Laurence Rossignol a par ailleurs salué l'attitude "responsable" et "très chargée du vivre ensemble" de la communauté musulmane de Tremblay-en-France. Pour la ministre, il faut être ferme face à ce type d'incident.

"Des incidents comme ça il faut nous en prémunir parce que le climat dans lequel nous sommes est un climat de surenchère autour des questions à la fois d'islam politique et de la manière dont on combat l'islam politique. Ce qui nous attend est quand même assez sérieux. Pour la France c'est une épreuve, c'est un test sur notre attachement aux valeurs de la république et aux manières de les faire vivre", poursuit Laurence Rossignol. 

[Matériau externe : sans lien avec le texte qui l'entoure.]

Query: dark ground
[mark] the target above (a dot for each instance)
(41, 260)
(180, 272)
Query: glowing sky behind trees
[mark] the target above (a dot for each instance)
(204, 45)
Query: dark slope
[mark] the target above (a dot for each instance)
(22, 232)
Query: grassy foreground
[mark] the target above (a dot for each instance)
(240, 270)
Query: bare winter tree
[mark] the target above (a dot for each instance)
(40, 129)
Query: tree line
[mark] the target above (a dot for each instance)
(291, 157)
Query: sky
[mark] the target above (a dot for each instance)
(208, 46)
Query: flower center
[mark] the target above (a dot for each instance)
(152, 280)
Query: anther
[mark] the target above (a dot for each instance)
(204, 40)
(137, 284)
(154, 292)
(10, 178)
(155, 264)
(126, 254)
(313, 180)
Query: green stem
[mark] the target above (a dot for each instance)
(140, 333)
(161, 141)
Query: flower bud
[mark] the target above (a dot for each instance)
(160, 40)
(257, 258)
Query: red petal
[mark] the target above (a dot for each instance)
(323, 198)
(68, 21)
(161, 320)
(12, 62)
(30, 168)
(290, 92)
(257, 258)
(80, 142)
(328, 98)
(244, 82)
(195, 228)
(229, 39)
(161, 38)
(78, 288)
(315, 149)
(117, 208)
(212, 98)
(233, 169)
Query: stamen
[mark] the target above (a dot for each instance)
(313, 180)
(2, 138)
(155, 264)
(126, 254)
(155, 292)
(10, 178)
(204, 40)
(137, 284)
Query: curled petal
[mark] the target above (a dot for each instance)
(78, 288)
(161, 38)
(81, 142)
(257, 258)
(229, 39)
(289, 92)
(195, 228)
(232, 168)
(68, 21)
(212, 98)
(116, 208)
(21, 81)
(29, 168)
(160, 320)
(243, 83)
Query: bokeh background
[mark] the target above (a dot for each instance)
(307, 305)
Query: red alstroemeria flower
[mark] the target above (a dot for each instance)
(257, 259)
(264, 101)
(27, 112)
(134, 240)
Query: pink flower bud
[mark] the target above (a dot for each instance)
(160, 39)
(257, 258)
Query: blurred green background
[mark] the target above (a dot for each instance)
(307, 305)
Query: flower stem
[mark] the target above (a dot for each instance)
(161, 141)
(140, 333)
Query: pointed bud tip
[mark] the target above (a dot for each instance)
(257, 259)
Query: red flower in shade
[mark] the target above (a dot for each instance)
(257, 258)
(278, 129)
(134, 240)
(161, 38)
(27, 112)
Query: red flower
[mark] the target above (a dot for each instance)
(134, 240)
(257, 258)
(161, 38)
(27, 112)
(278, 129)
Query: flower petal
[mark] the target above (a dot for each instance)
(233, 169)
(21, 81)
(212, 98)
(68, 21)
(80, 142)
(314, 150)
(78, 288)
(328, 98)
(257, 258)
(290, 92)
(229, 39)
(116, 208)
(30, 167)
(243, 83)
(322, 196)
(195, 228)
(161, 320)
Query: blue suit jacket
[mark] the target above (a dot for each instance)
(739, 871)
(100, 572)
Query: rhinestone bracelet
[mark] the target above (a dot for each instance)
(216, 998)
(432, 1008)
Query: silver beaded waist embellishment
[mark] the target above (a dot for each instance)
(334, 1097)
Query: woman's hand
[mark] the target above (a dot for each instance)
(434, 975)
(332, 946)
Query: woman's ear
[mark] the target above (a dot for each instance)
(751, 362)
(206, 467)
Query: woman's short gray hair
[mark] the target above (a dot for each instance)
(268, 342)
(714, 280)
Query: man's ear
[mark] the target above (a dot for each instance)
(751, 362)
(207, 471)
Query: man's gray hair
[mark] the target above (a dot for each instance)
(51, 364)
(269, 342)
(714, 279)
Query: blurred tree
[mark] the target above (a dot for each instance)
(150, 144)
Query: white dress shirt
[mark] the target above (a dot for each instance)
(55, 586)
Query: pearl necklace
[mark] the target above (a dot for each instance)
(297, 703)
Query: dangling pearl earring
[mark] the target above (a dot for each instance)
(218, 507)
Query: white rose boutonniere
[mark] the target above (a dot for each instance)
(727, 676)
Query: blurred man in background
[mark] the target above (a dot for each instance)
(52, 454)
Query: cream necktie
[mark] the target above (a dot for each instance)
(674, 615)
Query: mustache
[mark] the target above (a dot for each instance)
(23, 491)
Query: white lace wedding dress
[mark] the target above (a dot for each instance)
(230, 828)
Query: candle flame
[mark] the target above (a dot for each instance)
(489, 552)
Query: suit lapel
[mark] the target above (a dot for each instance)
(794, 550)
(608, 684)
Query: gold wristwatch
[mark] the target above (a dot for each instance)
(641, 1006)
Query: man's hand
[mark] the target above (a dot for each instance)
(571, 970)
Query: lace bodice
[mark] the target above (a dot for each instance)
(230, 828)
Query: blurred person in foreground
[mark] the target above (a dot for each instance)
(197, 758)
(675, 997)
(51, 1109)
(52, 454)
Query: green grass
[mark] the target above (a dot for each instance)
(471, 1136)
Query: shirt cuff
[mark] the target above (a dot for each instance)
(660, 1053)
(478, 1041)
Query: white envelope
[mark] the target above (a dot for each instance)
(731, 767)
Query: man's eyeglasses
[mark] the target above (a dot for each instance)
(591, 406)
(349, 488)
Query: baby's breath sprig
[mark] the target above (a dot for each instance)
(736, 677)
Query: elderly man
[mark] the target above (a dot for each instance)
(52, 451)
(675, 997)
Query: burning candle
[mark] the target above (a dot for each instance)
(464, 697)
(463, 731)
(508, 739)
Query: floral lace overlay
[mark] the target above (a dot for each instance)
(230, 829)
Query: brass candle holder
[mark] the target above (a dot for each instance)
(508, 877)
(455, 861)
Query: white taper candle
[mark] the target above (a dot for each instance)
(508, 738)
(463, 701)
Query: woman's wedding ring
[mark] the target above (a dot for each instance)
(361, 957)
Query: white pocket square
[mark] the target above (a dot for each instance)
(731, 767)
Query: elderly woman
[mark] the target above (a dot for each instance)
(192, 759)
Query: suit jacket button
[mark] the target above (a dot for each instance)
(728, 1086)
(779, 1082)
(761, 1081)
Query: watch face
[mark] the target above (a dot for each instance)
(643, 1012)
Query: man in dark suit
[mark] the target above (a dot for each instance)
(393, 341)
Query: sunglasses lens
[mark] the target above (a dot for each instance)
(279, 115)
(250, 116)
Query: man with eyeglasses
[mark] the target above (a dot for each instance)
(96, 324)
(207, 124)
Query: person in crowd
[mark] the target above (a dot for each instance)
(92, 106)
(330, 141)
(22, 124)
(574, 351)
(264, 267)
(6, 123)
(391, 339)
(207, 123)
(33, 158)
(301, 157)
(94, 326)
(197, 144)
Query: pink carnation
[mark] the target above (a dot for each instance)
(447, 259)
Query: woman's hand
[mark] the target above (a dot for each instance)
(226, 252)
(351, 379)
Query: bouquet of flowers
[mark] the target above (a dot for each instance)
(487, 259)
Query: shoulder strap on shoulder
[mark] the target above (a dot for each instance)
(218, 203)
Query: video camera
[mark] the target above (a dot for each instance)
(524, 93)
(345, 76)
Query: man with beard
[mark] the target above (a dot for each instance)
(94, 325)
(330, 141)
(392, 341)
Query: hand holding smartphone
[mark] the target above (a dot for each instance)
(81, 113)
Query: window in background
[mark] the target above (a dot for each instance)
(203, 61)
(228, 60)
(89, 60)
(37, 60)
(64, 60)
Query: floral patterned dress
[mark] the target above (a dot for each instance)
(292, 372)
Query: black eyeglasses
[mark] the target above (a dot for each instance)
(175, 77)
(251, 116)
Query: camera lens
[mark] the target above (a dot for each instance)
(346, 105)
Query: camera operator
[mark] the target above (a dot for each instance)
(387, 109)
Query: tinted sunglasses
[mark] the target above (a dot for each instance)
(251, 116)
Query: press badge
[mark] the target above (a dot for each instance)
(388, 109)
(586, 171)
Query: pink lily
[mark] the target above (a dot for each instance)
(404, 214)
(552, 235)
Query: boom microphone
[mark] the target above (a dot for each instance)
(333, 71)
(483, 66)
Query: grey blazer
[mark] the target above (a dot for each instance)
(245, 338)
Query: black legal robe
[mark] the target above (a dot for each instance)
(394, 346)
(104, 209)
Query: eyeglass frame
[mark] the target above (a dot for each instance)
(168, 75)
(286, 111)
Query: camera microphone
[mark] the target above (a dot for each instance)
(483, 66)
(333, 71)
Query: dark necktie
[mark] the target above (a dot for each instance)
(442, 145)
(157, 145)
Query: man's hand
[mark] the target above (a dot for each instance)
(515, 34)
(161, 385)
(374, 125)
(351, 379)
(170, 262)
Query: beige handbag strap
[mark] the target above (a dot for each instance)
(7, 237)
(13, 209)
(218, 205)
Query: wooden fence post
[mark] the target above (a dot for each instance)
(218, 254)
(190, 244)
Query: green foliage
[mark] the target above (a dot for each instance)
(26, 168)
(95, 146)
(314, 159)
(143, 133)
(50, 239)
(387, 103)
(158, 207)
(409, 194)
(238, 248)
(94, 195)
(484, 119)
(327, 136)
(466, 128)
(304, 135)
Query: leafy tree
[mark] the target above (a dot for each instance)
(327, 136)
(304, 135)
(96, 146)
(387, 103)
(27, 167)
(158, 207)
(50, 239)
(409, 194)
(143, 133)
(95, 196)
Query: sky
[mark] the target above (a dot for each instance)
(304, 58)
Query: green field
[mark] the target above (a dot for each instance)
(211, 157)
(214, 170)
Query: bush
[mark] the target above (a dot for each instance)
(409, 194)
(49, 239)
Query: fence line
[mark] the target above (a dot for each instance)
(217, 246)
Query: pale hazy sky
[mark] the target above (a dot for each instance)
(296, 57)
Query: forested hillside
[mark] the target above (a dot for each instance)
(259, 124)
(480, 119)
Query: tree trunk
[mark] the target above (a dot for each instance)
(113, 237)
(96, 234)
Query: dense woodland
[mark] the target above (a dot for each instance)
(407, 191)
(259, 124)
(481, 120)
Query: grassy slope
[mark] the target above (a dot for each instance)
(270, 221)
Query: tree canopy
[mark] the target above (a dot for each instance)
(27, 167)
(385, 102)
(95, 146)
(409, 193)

Par ailleurs, alors que ces dernières semaines ont été marquées par la polémique autour du burkini, la ministre appelle sur ce sujet à ce que la République "affronte" ce qu'elle considère comme "un projet régressif". Laurence Rossignol estime toutefois, comme Manuel Valls, qu'il ne faut pas légiférer sur le sujet.

"Le combat contre l'islam politique il ne passe pas par l'interdiction des tracts de l'adversaire, je considère que toutes ces affaires, ce sont des journaux de propagande, des tracts", considère la ministre.

Pour elle, ce combat ne passe d'ailleurs pas "comme le dit Nicolas Sarkozy ou la droite dure au nom de l'identité chrétienne de la France" mais au nom de son "identité plurielle, qui s'incarne dans la République".